12. Ceza Dairesi Esas No: 2015/11707 Karar No: 2016/8835 Karar Tarihi: 25.05.2016
Yargıtay 12. Ceza Dairesi 2015/11707 Esas 2016/8835 Karar Sayılı İlamı
12. Ceza Dairesi 2015/11707 E. , 2016/8835 K. "İçtihat Metni"

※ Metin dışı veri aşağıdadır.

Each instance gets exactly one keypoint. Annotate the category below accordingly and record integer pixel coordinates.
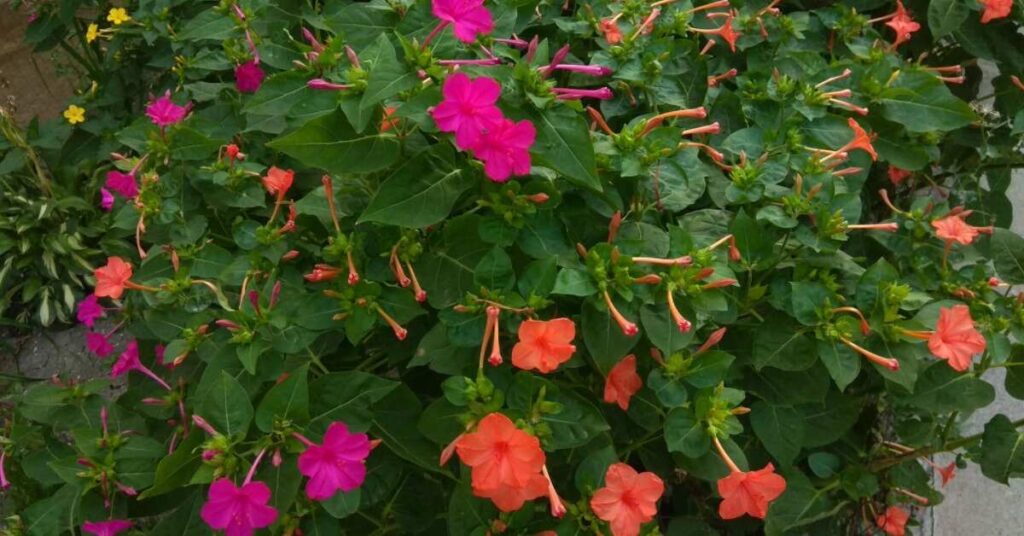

Mahkemesi :Ağır Ceza Mahkemesi Dava : Koruma tedbirleri nedeniyle tazminat Hüküm : Davanın reddi
Davacının tazminat talebinin reddine ilişkin hüküm, davacı vekili tarafından temyiz edilmekle, dosya incelenerek gereği düşünüldü; Tazminat davasının dayanağı olan İstanbul 11. Ağır Ceza Mahkemesinin 25.10.2013 tarihli ve 2009/282 esas, 2013/189 karar sayılı dava dosyasının incelenmesinde; sanık (davacı) hakkında mala zarar verme, kamu malına zarar verme, terör örgütü üyesi olma ve 2911 sayılı Kanuna muhalefet suçlarından dava açıldığı, yapılan yargılama sonunda “...bir kısım suçlardan beraatine, bir kısım suçları yönünde ise, 05.07.2012 tarihinde yürürlüğe giren 6352 sayılı kanunun geçici 1. maddesi kapsamında kaldığı kabul edilerek kovuşturmanın ertelenmesine karar verildiği...” gerekçesiyle davanın reddine hükmedildiği, tazminat davasının hükmün kesinleşmesinden önce 03.02.2014 tarihinde açıldığı anlaşılmakta ise de, hükmün yargılama sırasında 13.05.2014 tarihinde kesinleşmesi karşısında, usul ekonomisi de gözetilerek davanın CMK’nın 142/1. maddesinde öngörülen süre içinde yetkili ve görevli mahkemede açıldığı kabul edilmekle; Yapılan incelemeye, toplanıp karar yerinde gösterilen delillere, incelenen dosya kapsamına göre, davacı vekilinin sair temyiz itirazlarının reddine, ancak; Dosyada gözaltına alma ve serbest bırakma tutanaklarının ve ilgili evrakın bulunmaması nedeniyle davacının hangi suçlardan gözaltına alındığı ve gözaltında tutulduğu anlaşılamadığından, gözaltına alma ve serbest bırakma tutanaklarının getirtilerek incelenmesi ve davacının hangi suçlardan gözaltında tutulduğu araştırılıp, yalnızca beraatine hükmedilen suçlardan gözaltında tutulduğunun anlaşılması halinde, makul bir tazminata, 2911 sayılı Kanuna muhalefet suçundan da gözaltına alındığının saptanması halinde bu suçtan 6352 sayılı Kanun hükümlerinin uygulandığı dikkate alınarak 6352 sayılı Kanunun Geçici 1. maddesinin 2. fıkrası kapsamında hukuki durumunun değerlendirilmesi gerektiği gözetilmeden eksik inceleme ile yazılı şekilde hüküm kurulması, Kanuna aykırı olup, davacı vekilinin temyiz itirazları bu itibarla yerinde görüldüğünden hükmün 5320 sayılı Kanunun 8. maddesi uyarınca halen uygulanmakta olan 1412 sayılı CMUK’un 321. maddesi gereğince, isteme aykırı olarak BOZULMASINA, 25.05.2016 tarihinde oybirliğiyle karar verildi.